As Connor closes on Brindley the officer turns to face him.
‘You were specifically ordered not to go to Gallipoli.’
‘Well, I’m not in your army.’
Brindley continues curtly as he walks. ‘That man . . . the man you attacked – yes, we heard all about it – is a Turkish war hero. He was there on our invitation, to help our expedition down there. The sole reason you are not in prison right now is that he refused to file a complaint. From what I’ve heard, he had every right to.’
Connor has no intention of apologising to Brindley. It was a dispute between two men. It had nothing to do with the government or the army. Nor was he going to give Brindley the satisfaction of an explanation. They are passing an open double doorway. Across Brindley’s shoulder, Connor catches a glimpse inside of a table covered in rolled-up charts and maps. He stops abruptly.
‘He told me my son was taken prisoner. Show me where the prison camps were and I’ll be out
of your hair,’ promises Connor. It doesn’t seem an unreasonable proposition.
‘All the prisoners of war were repatriated,’ says Brindley bluntly. ‘If he did not come home, the sad reality is that he is dead.’
‘So you’re telling me there was no one too sick, or too badly injured that –’
Brindley cuts him off, slamming his peaked cap against his leg in frustration. ‘No, there is not, Mr Connor!’ But he can see that the Australian is unmoved. He grabs Connor by the arm, and frogmarches him into the adjoining map room.

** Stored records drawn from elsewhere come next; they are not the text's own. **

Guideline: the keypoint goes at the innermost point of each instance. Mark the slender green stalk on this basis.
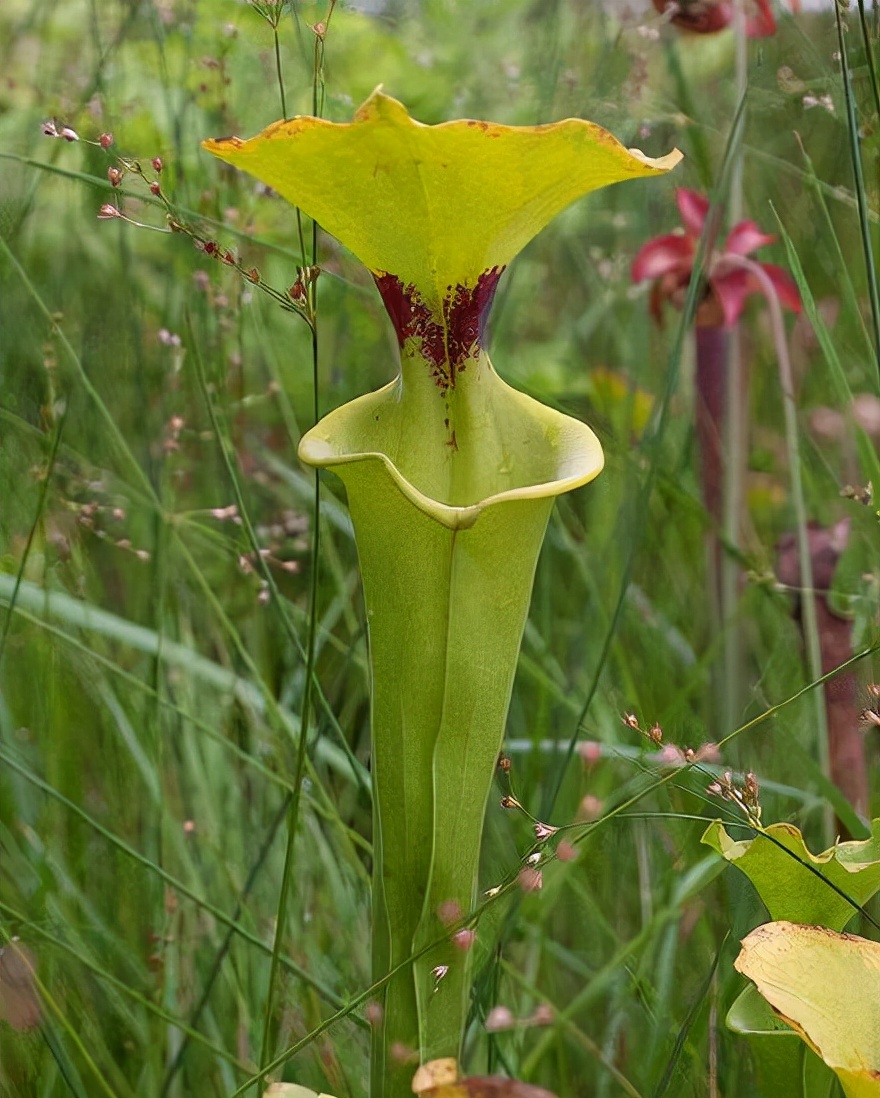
(44, 486)
(792, 446)
(858, 175)
(305, 709)
(734, 433)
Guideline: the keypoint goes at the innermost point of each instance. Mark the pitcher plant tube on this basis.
(450, 477)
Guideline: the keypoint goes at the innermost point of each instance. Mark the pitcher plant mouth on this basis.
(553, 454)
(436, 213)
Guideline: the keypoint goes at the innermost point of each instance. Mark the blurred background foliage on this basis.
(151, 682)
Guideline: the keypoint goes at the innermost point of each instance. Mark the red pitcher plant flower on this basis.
(708, 17)
(668, 260)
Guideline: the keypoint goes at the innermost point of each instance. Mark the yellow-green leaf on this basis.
(798, 885)
(434, 205)
(826, 986)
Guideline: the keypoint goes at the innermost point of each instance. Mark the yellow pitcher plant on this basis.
(450, 477)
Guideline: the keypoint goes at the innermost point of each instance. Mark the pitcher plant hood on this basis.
(436, 212)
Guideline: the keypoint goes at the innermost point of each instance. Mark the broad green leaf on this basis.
(793, 883)
(826, 986)
(784, 1067)
(434, 205)
(291, 1090)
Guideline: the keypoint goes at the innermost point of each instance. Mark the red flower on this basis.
(706, 17)
(668, 261)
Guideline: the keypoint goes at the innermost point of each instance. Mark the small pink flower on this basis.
(668, 261)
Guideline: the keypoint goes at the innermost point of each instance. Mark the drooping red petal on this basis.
(759, 21)
(664, 255)
(732, 290)
(784, 287)
(699, 17)
(745, 237)
(692, 206)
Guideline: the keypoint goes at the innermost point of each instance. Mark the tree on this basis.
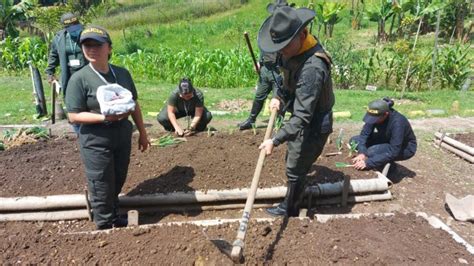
(10, 14)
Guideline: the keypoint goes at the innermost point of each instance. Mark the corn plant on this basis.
(278, 123)
(327, 14)
(454, 66)
(9, 134)
(342, 165)
(38, 132)
(352, 145)
(339, 140)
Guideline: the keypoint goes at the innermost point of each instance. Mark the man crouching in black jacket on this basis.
(386, 137)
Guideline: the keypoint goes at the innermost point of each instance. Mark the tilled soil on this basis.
(224, 161)
(466, 138)
(221, 161)
(401, 239)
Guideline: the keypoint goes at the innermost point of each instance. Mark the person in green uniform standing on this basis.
(185, 101)
(306, 93)
(268, 80)
(65, 51)
(105, 140)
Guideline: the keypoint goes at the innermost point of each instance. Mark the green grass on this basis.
(17, 104)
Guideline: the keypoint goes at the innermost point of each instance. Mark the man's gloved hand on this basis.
(189, 132)
(51, 78)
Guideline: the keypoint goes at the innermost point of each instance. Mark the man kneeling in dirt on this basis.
(386, 137)
(307, 93)
(185, 101)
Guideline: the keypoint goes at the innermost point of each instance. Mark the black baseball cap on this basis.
(375, 110)
(185, 86)
(96, 33)
(71, 22)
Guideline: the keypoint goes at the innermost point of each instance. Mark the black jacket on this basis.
(395, 130)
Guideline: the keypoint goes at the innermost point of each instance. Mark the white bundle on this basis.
(115, 99)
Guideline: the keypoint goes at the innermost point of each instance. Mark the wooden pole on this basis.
(459, 145)
(238, 244)
(435, 49)
(456, 151)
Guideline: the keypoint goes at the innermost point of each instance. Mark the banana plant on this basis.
(327, 14)
(10, 13)
(380, 13)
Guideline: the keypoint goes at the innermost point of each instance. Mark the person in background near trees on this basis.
(386, 137)
(306, 93)
(185, 101)
(65, 51)
(105, 141)
(268, 78)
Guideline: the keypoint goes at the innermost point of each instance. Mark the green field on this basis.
(190, 29)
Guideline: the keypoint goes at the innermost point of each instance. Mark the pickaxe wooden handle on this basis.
(238, 244)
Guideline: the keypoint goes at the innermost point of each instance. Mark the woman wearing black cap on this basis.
(185, 101)
(386, 137)
(105, 140)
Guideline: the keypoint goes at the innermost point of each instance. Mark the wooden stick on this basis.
(459, 145)
(238, 244)
(456, 151)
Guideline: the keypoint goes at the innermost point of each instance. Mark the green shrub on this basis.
(16, 52)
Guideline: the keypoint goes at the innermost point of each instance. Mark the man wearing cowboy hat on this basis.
(66, 51)
(306, 93)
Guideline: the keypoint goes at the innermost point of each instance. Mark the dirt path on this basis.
(225, 161)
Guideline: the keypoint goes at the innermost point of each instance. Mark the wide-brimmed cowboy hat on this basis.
(278, 3)
(282, 26)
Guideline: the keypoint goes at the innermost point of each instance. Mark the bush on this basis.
(16, 52)
(215, 68)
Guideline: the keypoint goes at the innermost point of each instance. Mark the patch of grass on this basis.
(17, 104)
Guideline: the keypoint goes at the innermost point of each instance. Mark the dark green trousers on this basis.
(105, 151)
(302, 152)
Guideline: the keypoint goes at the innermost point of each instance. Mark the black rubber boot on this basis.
(250, 122)
(282, 208)
(298, 195)
(247, 124)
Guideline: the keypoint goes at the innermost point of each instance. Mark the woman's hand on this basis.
(179, 131)
(267, 145)
(143, 142)
(274, 104)
(360, 165)
(360, 157)
(115, 118)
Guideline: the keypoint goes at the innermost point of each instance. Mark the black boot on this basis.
(298, 195)
(247, 124)
(250, 122)
(282, 208)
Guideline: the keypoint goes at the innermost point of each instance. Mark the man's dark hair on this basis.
(185, 86)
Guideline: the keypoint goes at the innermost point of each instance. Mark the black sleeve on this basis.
(365, 133)
(396, 142)
(53, 58)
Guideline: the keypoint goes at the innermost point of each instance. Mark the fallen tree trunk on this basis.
(83, 214)
(76, 201)
(456, 151)
(458, 145)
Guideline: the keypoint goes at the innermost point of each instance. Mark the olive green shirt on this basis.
(82, 88)
(183, 106)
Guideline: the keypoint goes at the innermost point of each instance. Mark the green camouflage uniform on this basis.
(106, 147)
(307, 94)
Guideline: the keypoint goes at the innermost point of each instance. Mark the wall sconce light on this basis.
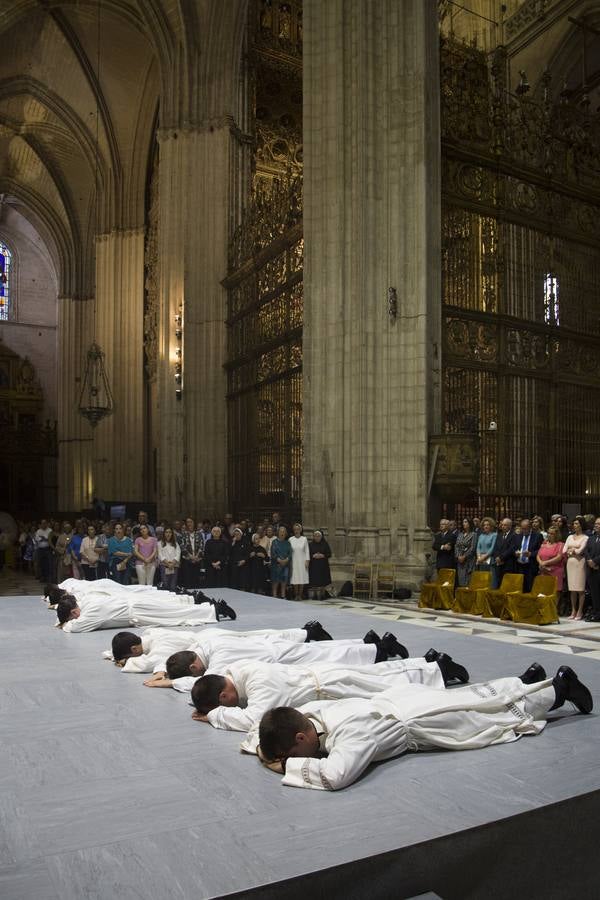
(178, 376)
(392, 304)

Connor finds himself staring up at a vast, hand-painted map that occupies almost an entire wall. Laid out before him is the Ottoman Empire at its zenith. The piece is so immense and exquisitely detailed in gold leaf that it could only have been commissioned by a regent determined to awe visiting dignitaries with the extent of his domain. Snakelike Arabic calligraphy edges the map’s border, as elegant as it is utterly impenetrable to Connor. However, it seems an overzealous British bureaucrat has nailed small signs with the English translations alongside the map and each of its features. Connor reads, ‘Sovereign of the House of Osman, Sultan of Sultans, Khan of Khans, Ruler of Rulers,’ it reads. ‘Commander of the Faithful, Successor of the Prophet of the Lord of the Universe, Protector of the Holy Cities of Mecca, Medina and Jerusalem, Emperor of Constantinople and the cities of Damascus, Cairo and Baghdad, of Cyprus, of Rhodes, the Black Sea, Greece, Albania, Tunisia, Georgia, Turkistan and many other countries, forts and castles.’

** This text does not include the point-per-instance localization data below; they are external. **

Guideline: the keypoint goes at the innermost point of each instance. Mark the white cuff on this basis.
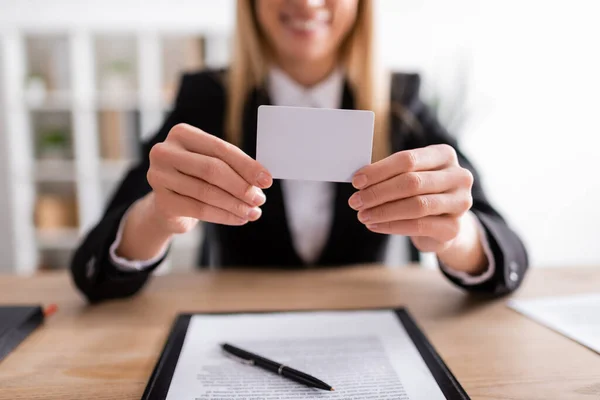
(466, 278)
(124, 264)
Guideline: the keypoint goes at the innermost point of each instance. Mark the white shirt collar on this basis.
(284, 91)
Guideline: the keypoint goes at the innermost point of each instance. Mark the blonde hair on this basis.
(250, 64)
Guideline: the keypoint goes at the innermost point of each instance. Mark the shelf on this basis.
(124, 101)
(54, 101)
(57, 239)
(113, 170)
(55, 171)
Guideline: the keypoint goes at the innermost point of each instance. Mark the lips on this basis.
(318, 20)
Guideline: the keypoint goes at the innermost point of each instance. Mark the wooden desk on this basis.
(108, 351)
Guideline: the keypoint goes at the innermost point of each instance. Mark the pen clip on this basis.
(238, 359)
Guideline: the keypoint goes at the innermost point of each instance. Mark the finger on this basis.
(439, 228)
(411, 184)
(417, 207)
(208, 194)
(188, 207)
(429, 245)
(198, 141)
(217, 173)
(422, 159)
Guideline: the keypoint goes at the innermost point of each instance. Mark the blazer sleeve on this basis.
(92, 270)
(420, 128)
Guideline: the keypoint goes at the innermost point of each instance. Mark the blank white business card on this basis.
(314, 144)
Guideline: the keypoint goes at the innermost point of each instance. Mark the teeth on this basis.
(306, 25)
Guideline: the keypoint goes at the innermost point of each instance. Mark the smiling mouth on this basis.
(319, 20)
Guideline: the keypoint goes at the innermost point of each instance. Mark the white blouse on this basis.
(309, 205)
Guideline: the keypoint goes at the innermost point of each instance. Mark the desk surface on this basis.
(108, 351)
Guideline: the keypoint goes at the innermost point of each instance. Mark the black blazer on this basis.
(267, 242)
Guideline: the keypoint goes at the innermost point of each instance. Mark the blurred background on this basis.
(82, 82)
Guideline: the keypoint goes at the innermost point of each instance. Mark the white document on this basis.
(315, 144)
(577, 317)
(362, 354)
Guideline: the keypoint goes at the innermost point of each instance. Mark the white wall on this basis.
(6, 234)
(533, 99)
(535, 87)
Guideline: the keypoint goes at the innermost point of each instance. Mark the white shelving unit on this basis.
(82, 99)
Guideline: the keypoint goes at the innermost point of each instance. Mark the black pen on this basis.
(290, 373)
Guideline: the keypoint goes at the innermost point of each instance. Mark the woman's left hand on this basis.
(425, 194)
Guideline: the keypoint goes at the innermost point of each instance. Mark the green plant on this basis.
(54, 138)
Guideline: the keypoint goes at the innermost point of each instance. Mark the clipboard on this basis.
(160, 380)
(16, 324)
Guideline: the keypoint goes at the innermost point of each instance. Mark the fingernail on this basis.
(363, 216)
(264, 180)
(359, 181)
(355, 201)
(259, 198)
(254, 214)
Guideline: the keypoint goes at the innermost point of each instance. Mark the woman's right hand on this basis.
(196, 176)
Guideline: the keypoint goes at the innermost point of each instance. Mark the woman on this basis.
(200, 167)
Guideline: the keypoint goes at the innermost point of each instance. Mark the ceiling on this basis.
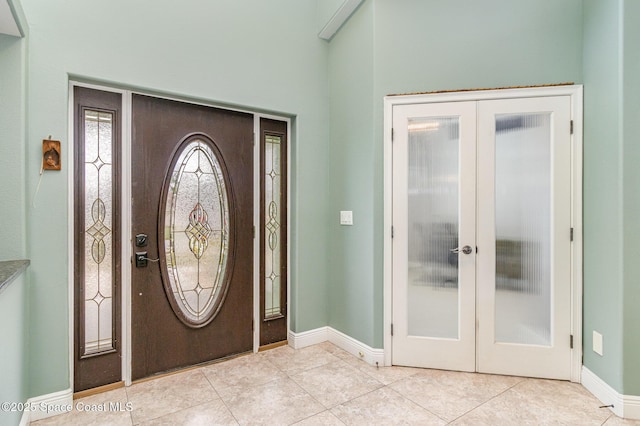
(8, 23)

Brindley steps closer to the map and speaks without turning to Connor.
‘The Ottomans had one of the biggest empires of all time.’ He points. ‘From the gates of Vienna to Mecca, from Casablanca, here, to Tehran – and right now you’d be hard pushed to find a more dangerous place on earth, Mr Connor.’
Connor’s eyes dart across the wall. Even to his untrained eye, this is much more than a map. The brilliant blue seas, the lush green lands and the golden desert sands affirm God’s greatness, while the fortified cities with their magnificent domes and minarets show the Sultan’s dominion over man’s greatest creations. The Ottoman Empire brings together earthly and heavenly treasures and the Sultan is both ruler and Allah’s curator.